Unimpressed by the ongoing PDO 2 debate, we have continued working on PDO/mysqlnd for MySQL. It turned out that the current status of PDO makes developing and testing a new driver a challenge. I spent quite a lot of time comparing the different behaviours of the various drivers in the hope I could find out how PDO drivers are supposed to work. The PDO documentation and the specification do not cover each and every detail. PDO really needs some love…
Why do people suggest to improve PDO before kicking-off a PDO 2 project?

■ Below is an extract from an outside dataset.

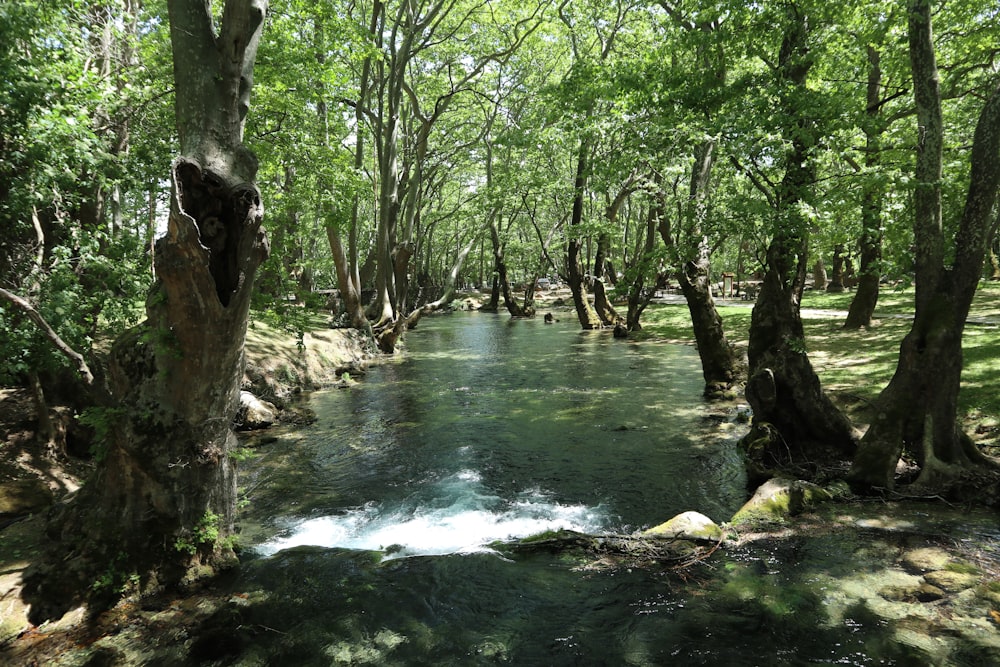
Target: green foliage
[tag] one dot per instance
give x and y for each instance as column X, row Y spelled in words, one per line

The challenge of the day was to find out what PDO::FETCH_UNIQUE
is about. All what the first page of the PDO manual tells you is, that is is a predefined (class) constant of the type INT. But luckily, there is more to learn about it on the manual page of PDOStatement->fetchAll()
:
[…]
array fetchAll ([ int $fetch_style [, int $column_index [, array $ctor_args ]]] )
[…]
To fetch only the unique values of a single column from the result set, bitwise-OR PDO::FETCH_COLUMN
with PDO::FETCH_UNIQUE
.
[…]
That’s one sentence. And according to Google this is pretty much it what you can find about it on php.net. Hold on, there are some test which give usage examples. However, you never know if a test covers all aspects of a feature. What about the comment-files (ext/pdo/pdo_stmt.c, …) you ask? Well, that’s no good documentation for the end user and you never know if the implementation is wrong as long as there is no description of what the code shall accomplish. Its a valid approach in software development to refine a feature as you go. But in the end you need one document which describes how things are supposed to work. And that document is not the .c file – in particular not, if you want third-parties to contribute.

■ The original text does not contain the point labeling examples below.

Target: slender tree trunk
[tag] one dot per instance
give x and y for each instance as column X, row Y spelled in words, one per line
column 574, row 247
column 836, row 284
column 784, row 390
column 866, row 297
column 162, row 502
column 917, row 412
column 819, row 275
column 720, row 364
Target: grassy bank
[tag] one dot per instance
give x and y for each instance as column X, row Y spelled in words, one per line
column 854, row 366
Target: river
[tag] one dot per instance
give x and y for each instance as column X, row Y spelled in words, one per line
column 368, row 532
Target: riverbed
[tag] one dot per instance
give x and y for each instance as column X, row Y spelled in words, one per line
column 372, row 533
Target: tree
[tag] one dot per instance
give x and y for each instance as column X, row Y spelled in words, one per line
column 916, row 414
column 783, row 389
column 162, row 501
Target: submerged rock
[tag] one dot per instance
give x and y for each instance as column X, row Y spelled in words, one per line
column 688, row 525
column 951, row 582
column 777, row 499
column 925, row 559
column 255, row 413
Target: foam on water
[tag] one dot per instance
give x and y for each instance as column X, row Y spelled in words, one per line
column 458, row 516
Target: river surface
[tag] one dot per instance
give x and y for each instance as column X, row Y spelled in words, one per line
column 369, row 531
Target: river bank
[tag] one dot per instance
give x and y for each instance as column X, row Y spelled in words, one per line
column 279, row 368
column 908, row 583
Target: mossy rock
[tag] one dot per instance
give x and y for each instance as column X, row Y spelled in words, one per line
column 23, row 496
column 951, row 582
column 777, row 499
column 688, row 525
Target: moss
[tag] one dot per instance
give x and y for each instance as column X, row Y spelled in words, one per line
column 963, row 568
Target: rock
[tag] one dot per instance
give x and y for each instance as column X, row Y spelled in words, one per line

Given this, can you imagine why some say that PDO needs love before a PDO 2 project gets kicked-off? Anyway, let’s not complain at each other, let’s move forwards towards a better PDO or however you call a unified, C-based database access layer in PHP. The lack of documentation is not a PDO specific issue. I know too well how much the ext/mysqli documentation is behind the latest developments in mysqlnd and I’m urgently looking forward for Q2/2008 to arrive. The documentation team has promised to take care of the docs in Q2….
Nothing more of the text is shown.